MURRAY — Last week, the Personnel and Finance Committee of the Murray City Council began addressing a problem that has been in place for several years.

City Director of Finance Kim Wyatt said that, in 2020 alone, about $200,000 in delinquent property taxes remained unpaid. That includes penalties and interest and involves about 200 individuals and 80 businesses for taxes on some real property, as well as tangible property.

Wyatt also told the committee that, from 2003-20, a total of $670,000 in delinquent taxes were noted.

“One thing I think you’ll notice really quickly is that this is not just about the city’s tax,” said Mayor Bob Rogers. “It’s school tax for the Murray Independent School District. They cannot get the money if it’s not collected. You’ve also got the city’s police and fire pension fund that receives money from this, so all of those things are affected by this when we’re not able to collect all of the taxes.”

Wyatt said that, in 2020, her office billed more than $7 million in real and tangible taxes. She broke that into categories, specifying that $3.2 million was for the city’s general fund, while $178,000 was for the pension fund and the remaining $3.6 million was for MISD.

And she said that, for the property owners who are charged with paying these taxes, the cost rises with each year they go unpaid.

“I like to use the example of a 2003 bill we have,” Wyatt said in discussing how interest multiplies with time. “The original tax balance on it was $61. That bill is now, after accrued penalties and interest over the years, almost $150, so that bill, which was unpaid in 2003, has unpaid bills on it through 2020.

“So that’s considered uncollectible during that audit at the end of the fiscal year. We do book bad debt or property debt, but do also keep those properties on the tax roll with (the Calloway County Property Valuation Administrator) office because, if that property was to sell, then someone would have to pay those taxes.”

It is a tedious process both to track how many delinquent tax cases there are in the city’s system, as well as to try to collect those taxes. Wyatt said many property owners do not update their addresses, making it difficult to maintain contact with them.

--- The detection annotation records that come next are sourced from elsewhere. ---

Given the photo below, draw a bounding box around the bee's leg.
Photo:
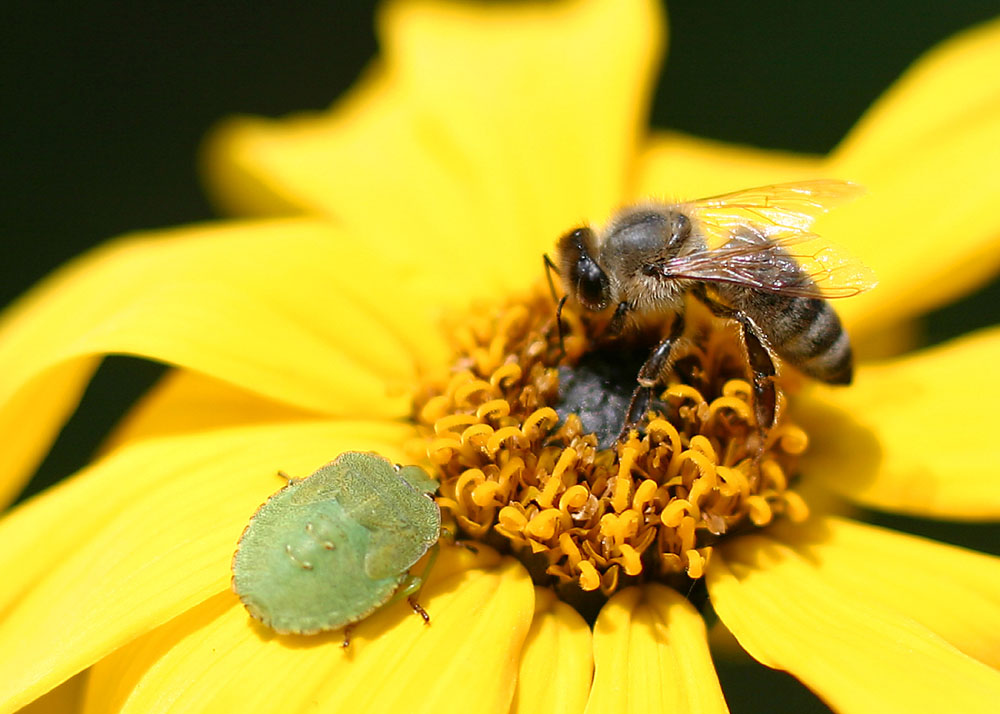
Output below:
[542,253,568,359]
[618,313,684,441]
[693,287,778,432]
[604,302,632,337]
[739,318,778,431]
[636,312,684,387]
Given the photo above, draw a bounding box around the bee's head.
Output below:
[556,228,611,312]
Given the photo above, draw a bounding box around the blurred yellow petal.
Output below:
[708,536,1000,714]
[87,547,533,714]
[0,220,460,504]
[774,518,1000,669]
[381,0,663,241]
[18,672,87,714]
[0,356,98,507]
[632,131,820,201]
[587,585,729,714]
[103,369,316,452]
[511,587,594,714]
[796,329,1000,520]
[818,16,1000,332]
[206,0,661,284]
[0,422,410,711]
[835,20,1000,177]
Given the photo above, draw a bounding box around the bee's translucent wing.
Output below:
[656,179,877,298]
[679,179,864,247]
[657,227,878,298]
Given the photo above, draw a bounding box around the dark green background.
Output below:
[0,0,1000,712]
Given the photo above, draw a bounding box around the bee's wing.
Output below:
[656,231,878,298]
[681,179,864,247]
[657,179,877,298]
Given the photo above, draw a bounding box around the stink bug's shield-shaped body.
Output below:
[233,452,441,634]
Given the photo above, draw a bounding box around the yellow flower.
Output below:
[0,0,1000,712]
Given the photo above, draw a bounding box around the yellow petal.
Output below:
[632,132,820,202]
[775,518,1000,669]
[0,220,453,500]
[0,356,98,508]
[817,14,1000,332]
[18,672,87,714]
[836,20,1000,178]
[511,587,594,714]
[87,547,533,714]
[0,422,410,711]
[208,0,661,281]
[708,536,1000,714]
[102,370,316,453]
[797,329,1000,520]
[587,585,729,714]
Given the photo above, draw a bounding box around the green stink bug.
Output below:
[233,452,441,646]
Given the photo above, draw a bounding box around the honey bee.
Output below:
[546,180,876,434]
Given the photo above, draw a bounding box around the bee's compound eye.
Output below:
[558,227,610,312]
[575,255,608,312]
[674,213,691,240]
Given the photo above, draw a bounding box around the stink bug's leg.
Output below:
[406,595,431,625]
[385,543,441,623]
[438,526,479,553]
[278,469,302,486]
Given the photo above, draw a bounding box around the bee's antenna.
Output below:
[542,253,567,359]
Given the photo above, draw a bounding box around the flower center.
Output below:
[415,291,808,602]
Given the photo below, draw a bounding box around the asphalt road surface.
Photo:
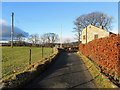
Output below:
[26,52,97,88]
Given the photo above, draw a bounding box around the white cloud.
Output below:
[60,36,76,43]
[0,19,6,24]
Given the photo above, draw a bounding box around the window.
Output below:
[83,35,85,40]
[94,34,98,39]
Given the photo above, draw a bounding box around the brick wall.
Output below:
[79,34,120,79]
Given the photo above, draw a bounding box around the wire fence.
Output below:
[2,47,55,77]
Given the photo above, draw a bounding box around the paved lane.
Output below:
[27,52,96,88]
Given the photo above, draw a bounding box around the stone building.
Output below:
[81,25,112,44]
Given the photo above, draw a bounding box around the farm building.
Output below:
[82,25,113,44]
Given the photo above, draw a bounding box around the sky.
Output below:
[0,2,118,41]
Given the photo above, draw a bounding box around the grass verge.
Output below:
[1,50,59,90]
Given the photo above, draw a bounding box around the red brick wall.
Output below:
[79,34,120,77]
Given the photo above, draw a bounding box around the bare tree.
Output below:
[16,33,24,42]
[74,12,113,41]
[49,33,58,43]
[28,34,39,45]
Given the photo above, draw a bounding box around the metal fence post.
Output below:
[29,49,31,65]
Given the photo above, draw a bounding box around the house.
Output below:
[81,25,113,44]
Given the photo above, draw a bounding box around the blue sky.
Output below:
[2,2,118,40]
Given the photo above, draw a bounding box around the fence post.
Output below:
[29,49,31,65]
[42,46,44,58]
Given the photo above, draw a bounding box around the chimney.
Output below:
[100,25,103,29]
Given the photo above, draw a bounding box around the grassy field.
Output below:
[2,47,53,78]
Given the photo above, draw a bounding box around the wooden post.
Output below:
[42,46,44,58]
[29,49,31,65]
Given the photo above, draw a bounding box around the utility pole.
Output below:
[60,24,62,48]
[86,26,87,44]
[11,12,14,48]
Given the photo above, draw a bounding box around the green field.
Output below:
[2,47,53,78]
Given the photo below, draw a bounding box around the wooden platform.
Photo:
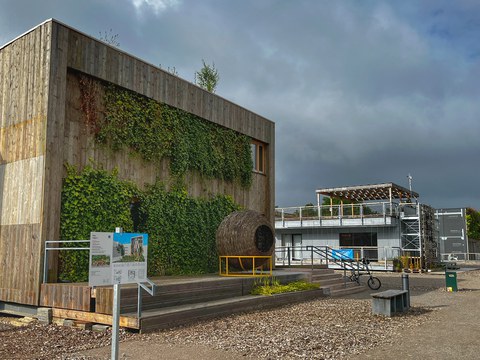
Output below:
[41,269,364,332]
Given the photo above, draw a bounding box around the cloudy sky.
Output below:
[0,0,480,209]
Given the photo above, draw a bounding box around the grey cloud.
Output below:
[0,0,480,208]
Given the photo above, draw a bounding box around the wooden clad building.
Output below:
[0,20,275,306]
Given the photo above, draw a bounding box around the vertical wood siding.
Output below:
[0,23,51,305]
[0,21,274,305]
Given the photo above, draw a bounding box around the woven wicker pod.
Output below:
[216,210,274,269]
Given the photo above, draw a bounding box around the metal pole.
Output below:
[137,283,142,318]
[112,284,120,360]
[43,243,48,284]
[402,273,410,309]
[310,246,313,270]
[112,227,123,360]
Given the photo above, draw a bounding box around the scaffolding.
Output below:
[400,203,438,269]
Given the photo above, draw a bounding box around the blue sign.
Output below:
[332,249,353,260]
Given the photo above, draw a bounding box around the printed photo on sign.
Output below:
[112,234,147,263]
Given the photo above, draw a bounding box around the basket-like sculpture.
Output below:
[216,210,275,269]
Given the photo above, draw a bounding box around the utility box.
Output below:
[445,271,458,292]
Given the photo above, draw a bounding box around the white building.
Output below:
[275,183,438,268]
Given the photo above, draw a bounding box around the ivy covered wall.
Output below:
[59,74,253,281]
[59,166,239,281]
[79,75,253,188]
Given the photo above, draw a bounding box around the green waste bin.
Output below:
[445,271,458,291]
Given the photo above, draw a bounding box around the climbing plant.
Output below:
[59,165,137,281]
[141,183,239,276]
[80,80,253,188]
[60,166,239,281]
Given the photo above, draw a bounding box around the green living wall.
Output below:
[60,166,239,281]
[59,74,253,281]
[80,76,253,188]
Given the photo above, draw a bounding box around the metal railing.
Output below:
[218,256,273,276]
[275,201,404,226]
[275,246,404,270]
[440,252,480,262]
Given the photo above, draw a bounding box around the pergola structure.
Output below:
[316,183,419,205]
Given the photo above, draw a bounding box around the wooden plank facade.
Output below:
[0,20,275,305]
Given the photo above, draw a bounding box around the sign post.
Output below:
[88,228,148,360]
[112,227,123,360]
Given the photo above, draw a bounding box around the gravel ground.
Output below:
[0,271,480,360]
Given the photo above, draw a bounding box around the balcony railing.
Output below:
[275,202,403,226]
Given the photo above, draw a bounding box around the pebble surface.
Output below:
[0,271,480,359]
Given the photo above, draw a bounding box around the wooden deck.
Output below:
[41,270,323,332]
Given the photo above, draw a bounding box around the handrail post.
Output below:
[43,245,48,284]
[307,246,313,270]
[137,283,142,320]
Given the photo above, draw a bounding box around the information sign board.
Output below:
[88,232,148,286]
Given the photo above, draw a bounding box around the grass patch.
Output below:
[251,277,320,295]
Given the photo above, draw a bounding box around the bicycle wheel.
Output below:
[367,276,382,290]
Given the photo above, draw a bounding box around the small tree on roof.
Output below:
[195,59,220,93]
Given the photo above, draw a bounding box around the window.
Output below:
[250,141,265,174]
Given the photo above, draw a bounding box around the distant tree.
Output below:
[467,208,480,240]
[100,29,120,47]
[195,59,220,93]
[158,64,178,76]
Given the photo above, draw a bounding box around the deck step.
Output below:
[137,288,327,333]
[330,283,367,297]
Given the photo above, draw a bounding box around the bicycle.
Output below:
[349,258,382,290]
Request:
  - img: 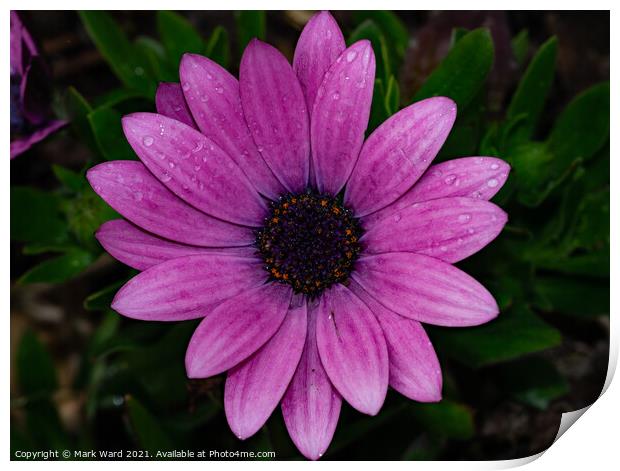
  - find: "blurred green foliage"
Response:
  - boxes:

This means that if a tax bill is returned, it is undeliverable. 

Wyatt said her office does its best to try and maintain contact, constantly sending notices in the mail, and with a schedule.

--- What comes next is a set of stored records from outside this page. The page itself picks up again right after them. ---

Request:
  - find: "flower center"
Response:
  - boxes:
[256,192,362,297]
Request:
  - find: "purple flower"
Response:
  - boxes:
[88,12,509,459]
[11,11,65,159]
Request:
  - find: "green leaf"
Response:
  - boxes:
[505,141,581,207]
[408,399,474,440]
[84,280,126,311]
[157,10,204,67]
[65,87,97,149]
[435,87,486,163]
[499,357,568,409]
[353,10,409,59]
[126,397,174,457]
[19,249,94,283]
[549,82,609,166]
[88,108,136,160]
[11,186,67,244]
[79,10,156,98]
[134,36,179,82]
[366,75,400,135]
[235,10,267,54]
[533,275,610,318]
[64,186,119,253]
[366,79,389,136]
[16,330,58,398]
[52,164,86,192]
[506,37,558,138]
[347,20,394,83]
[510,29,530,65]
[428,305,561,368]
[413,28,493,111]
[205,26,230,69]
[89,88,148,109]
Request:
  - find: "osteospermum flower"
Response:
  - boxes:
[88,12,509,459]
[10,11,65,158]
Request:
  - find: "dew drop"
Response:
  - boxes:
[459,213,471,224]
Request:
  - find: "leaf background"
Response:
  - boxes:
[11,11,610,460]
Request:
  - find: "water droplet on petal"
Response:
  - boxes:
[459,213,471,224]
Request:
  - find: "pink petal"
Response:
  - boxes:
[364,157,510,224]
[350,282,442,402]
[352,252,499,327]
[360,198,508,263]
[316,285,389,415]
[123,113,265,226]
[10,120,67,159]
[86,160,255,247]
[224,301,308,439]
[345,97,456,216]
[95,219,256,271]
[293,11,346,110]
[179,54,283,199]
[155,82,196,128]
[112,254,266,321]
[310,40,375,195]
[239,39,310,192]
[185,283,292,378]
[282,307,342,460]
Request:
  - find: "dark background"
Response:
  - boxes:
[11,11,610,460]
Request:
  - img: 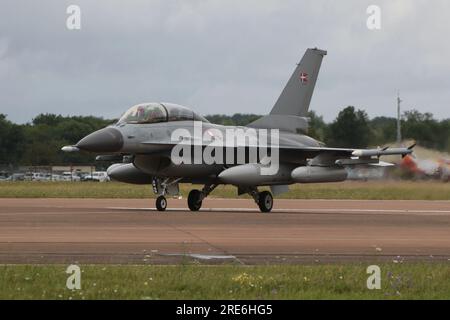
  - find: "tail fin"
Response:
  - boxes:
[270,48,327,117]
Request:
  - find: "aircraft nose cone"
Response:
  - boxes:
[76,128,123,152]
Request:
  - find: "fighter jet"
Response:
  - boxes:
[62,48,412,212]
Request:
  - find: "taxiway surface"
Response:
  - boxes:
[0,199,450,264]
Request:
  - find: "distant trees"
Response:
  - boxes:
[325,106,372,148]
[0,114,24,165]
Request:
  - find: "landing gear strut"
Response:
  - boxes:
[188,184,217,211]
[258,191,273,212]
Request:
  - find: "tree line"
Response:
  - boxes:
[0,106,450,167]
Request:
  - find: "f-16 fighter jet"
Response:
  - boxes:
[63,48,412,212]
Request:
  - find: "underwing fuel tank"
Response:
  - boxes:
[291,166,347,183]
[219,163,293,186]
[107,163,152,184]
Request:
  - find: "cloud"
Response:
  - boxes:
[0,0,450,122]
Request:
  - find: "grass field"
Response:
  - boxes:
[0,263,450,299]
[0,181,450,200]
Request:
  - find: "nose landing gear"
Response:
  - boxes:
[156,196,167,211]
[188,184,217,212]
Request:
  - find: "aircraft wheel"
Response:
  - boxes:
[188,190,202,211]
[156,196,167,211]
[258,191,273,212]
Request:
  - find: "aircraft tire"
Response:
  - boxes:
[156,196,167,211]
[258,191,273,212]
[188,190,202,211]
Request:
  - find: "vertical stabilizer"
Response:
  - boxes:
[270,48,327,117]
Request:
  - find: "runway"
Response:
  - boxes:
[0,199,450,264]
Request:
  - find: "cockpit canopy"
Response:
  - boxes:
[118,103,208,124]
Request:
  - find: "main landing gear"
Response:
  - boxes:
[156,195,167,211]
[244,188,273,212]
[188,184,217,211]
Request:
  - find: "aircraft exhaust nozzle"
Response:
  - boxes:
[107,163,152,184]
[75,127,123,152]
[291,166,348,183]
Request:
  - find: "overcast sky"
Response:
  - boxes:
[0,0,450,123]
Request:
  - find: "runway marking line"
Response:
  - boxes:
[105,207,450,214]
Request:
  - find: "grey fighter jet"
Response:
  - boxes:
[63,48,413,212]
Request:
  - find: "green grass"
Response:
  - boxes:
[0,263,450,299]
[0,181,450,200]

“Typically, bills go out by the middle and end of October  and are due by Dec. 1,” she said, adding that the 2020 bills were altered by the COVID-19 pandemic. “This year, we waived the penalty until Jan. 1 and so a 10% penalty is applied on the face value of that tax. On Jan. 1, we started adding 6% interest, so it’s half a percent per year.

“Following that, we sent out the delinquent notice, typically, in February or March. This year, we did a little bit later because of the late deadline and we have to research all taxes that are returned to us and it’s really unbelievable how many tax bills we have returned to us that are undeliverable.”

Kentucky law also gives cities a lien on a property that is assessed for 11 years following the delinquent date. Wyatt said that if the property sells, the taxes for it have to be paid and that lien is supposed to surpass all other liens, with the exception of state taxes.

“We can go back and collect outstanding taxes for 11 years past the delinquent date. If we decided to put a lien on a property, that’s as far as we could go,” Wyatt said, her comment immediately drawing a question from Councilwoman Pat Seiber.

“So what happens after the 11 years have elapsed? Does it go away?” she asked. City Attorney Warren Hopkins then answered.

“Once you get past 11 years, we can’t collect them through litigation,” Hopkins said. ”Now, if they are willing to pay, we can still get it and, usually, when they call for a payoff, we give them all of the time they want.

“It’s just those 11 is what we can legally enforce. What we’ve done on numerous occasions in the past is to try to get them to give us the full amount and see if they will pay it off because most people want (the tax) off of there. A lot of times, we can get them to pay most, if not all of it.”

Hopkins said estate matters, where someone has died, are not the issues that give the city its most trouble.

“Usually, with an estate, somebody handles that, from what we’ve seen. Those are usually paid,” he said. “When we have problems, it’s usually with people who just refuse to pay their taxes.”

Wyatt said that, in 2019, her office filed liens on 95 properties and that 45 of those remain open. She said 50 of the properties were paid in full and that there are five payment plans that are still active and are current with their payments. 

“So we allow them to pay their past taxes at the time they enter into a payment plan. Then, we cease accruing interest,” she said. “So it is to the benefit of the property owner to enter into a payment plan with us because we can stop accruing interest at the time.”

But she also said that there is a payment plan that has not had a payment made on it since September. She also said there is another payment plan in which only one payment has been made, and that was in August 2019. 

The committee is expected to continue looking at this issue in future meetings.